This is fine as far as it goes, but common tools for abstraction aren't powerful enough to capture all possible abstractions. For example, suppose that you want to write some Python code that opens a file, processes it, and then closes the file before returning the result, with the caveat that the file must get closed, even if the code that does a computation raises an exception. The code to do this looks like this:
file = open('/usr/dict/words')
try:
process(file)
finally:
file.close()
This little try/finally block is just so much boilerplate -- it has to be written every single time you open a file. This isn't so bad in this particular case, but it gets less and less maintainable the more complex your cleanup protocol is, because you have to repeat the pattern everywhere you use it. The probability of getting it right everywhere rises exponentially with the number of uses.
You could theoretically code it up as a higher-order function, but a) that doesn't work in languages without HOFs, and b) it's generally pretty yucky looking.

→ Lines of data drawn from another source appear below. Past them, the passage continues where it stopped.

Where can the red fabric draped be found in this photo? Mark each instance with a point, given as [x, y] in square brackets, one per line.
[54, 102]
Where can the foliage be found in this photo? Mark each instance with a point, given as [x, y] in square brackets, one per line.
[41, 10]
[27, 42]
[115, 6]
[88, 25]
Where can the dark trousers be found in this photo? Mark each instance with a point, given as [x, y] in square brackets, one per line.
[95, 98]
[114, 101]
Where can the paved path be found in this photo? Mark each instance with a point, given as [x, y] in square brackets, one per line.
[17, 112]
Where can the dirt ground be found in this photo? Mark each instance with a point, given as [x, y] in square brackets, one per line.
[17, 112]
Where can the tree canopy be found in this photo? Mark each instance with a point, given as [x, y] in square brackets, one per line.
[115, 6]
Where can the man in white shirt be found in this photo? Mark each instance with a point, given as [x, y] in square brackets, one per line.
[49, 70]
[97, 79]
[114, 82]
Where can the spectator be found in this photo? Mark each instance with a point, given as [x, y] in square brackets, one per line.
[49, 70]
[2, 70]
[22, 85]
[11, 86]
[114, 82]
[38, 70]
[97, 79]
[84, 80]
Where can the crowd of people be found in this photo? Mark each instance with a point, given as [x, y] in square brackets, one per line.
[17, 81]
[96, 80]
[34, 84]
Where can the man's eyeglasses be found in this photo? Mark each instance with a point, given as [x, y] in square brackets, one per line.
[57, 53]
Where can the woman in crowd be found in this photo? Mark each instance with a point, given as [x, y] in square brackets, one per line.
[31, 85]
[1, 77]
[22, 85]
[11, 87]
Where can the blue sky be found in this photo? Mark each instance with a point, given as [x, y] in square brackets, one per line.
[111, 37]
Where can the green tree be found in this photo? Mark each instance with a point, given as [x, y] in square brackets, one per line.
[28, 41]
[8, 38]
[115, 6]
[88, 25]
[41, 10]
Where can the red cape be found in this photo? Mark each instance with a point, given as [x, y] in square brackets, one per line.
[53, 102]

The solution, in languages with macros, is to try and wrap these patterns syntactically. For example, Dylan has a macro called with-open-file that is used like this:
with-open-file(file = "/usr/dict/words")
process(file);
end with-open-file;
This is defined with a macro:
define macro with-open-file
{
with-open-file (?stream:variable = ?namestring:expression,
#rest ?parameters:expression)
?:body
end
}
=> {
let stream = #f;
block ()
stream := make(<file-stream>, locator: ?namestring, ?parameters);
let ?stream = stream;
?body;
cleanup
if (stream)
close(stream);
end if;
end block
}
end macro with-open-file;
The reason this is nice is partly because it's marginally more terse, but mostly because the cleanup sequence is defined in only one place. The probability of making an error is constant in the number of uses, and once made it can be easily localized and fixed. But even if your language doesn't have macros, it's WELL worth looking for common patterns and adding them as library functions/new syntax. Eliminating redundancy eliminates errors.